Focusing on the Constitution as a document — “originalism,” so to speak — makes the discussion about exclusion and inclusion appear neutral. In other words, it’s easier to justify racism and prejudice and violence when you can use the “neutral” terms of the Constitution as a document. “The government has betrayed the Constitution,” means “you white people in power are betraying us (whether in actuality or in perception).” (There are, of course, intense racist and sexist overtone — one only needs to look to the anti-fans of AOC — but I mean here that the sense of betrayal is more intense and bigger because of its perceived source.)

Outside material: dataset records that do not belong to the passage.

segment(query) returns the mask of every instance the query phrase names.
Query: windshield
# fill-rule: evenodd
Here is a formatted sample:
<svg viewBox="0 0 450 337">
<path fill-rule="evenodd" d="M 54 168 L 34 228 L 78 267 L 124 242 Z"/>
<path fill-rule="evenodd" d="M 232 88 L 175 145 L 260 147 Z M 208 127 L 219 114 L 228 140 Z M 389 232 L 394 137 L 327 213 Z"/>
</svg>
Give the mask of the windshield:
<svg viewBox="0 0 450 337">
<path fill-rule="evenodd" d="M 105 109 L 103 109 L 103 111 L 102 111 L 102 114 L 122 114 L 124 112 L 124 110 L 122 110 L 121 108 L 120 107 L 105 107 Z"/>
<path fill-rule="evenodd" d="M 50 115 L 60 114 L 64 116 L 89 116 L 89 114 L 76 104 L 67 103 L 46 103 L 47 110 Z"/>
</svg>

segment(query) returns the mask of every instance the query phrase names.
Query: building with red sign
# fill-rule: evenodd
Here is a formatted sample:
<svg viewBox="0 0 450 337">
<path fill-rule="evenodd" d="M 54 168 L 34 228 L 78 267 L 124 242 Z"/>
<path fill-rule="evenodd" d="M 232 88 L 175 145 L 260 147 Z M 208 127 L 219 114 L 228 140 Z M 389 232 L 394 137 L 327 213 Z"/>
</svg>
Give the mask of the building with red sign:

The Constitution for many who identify as Patriot is something more than a founding document; it’s a screed, a tract, a divine interdiction. This makes its violation a breaking of divine, natural law, not a thoughtful judgment call. Certain acts then must follow. Take those that participated in January 6, which video shows was a coordinated attack on the government. Perhaps the goal of “what to do” after infiltrating the Capitol building was unclear, but the video shows that people were armed with weapons and protective gear and engaged in classic military moves, like scrums and breaking windows to gain access. This is the Constitution as a divine value. It’s worth fighting and dying for.
Many of these memes I saw over the weekend focused on the 2nd Amendment and gun rights, one of the many flashpoints that have come to represent a particular form of Patriot. (It also hearkens to January 6 and war-like methods of getting one’s way.)
For many sheriffs and their Patriot-aligned fans, the 4th of July is the celebration of the American Revolution (all the more 1776-oriented because of the fights over “when American began”) that is still being fought, especially by local elections and state Republican parties. It’s also a time for sheriffs to remind people who really represent their communities. As one sheriff said at an anti-immigration rally: “Sheriffs are the people you see in the grocery store.” And they are also the leaders of a movement that isn’t going away — one focused on individual rights that come from a divine entity. The federal government is the enemy, the one getting in the way of the Constitution. The concern I have now is, where do we go from there? I don’t think this is a movement that can be ignored.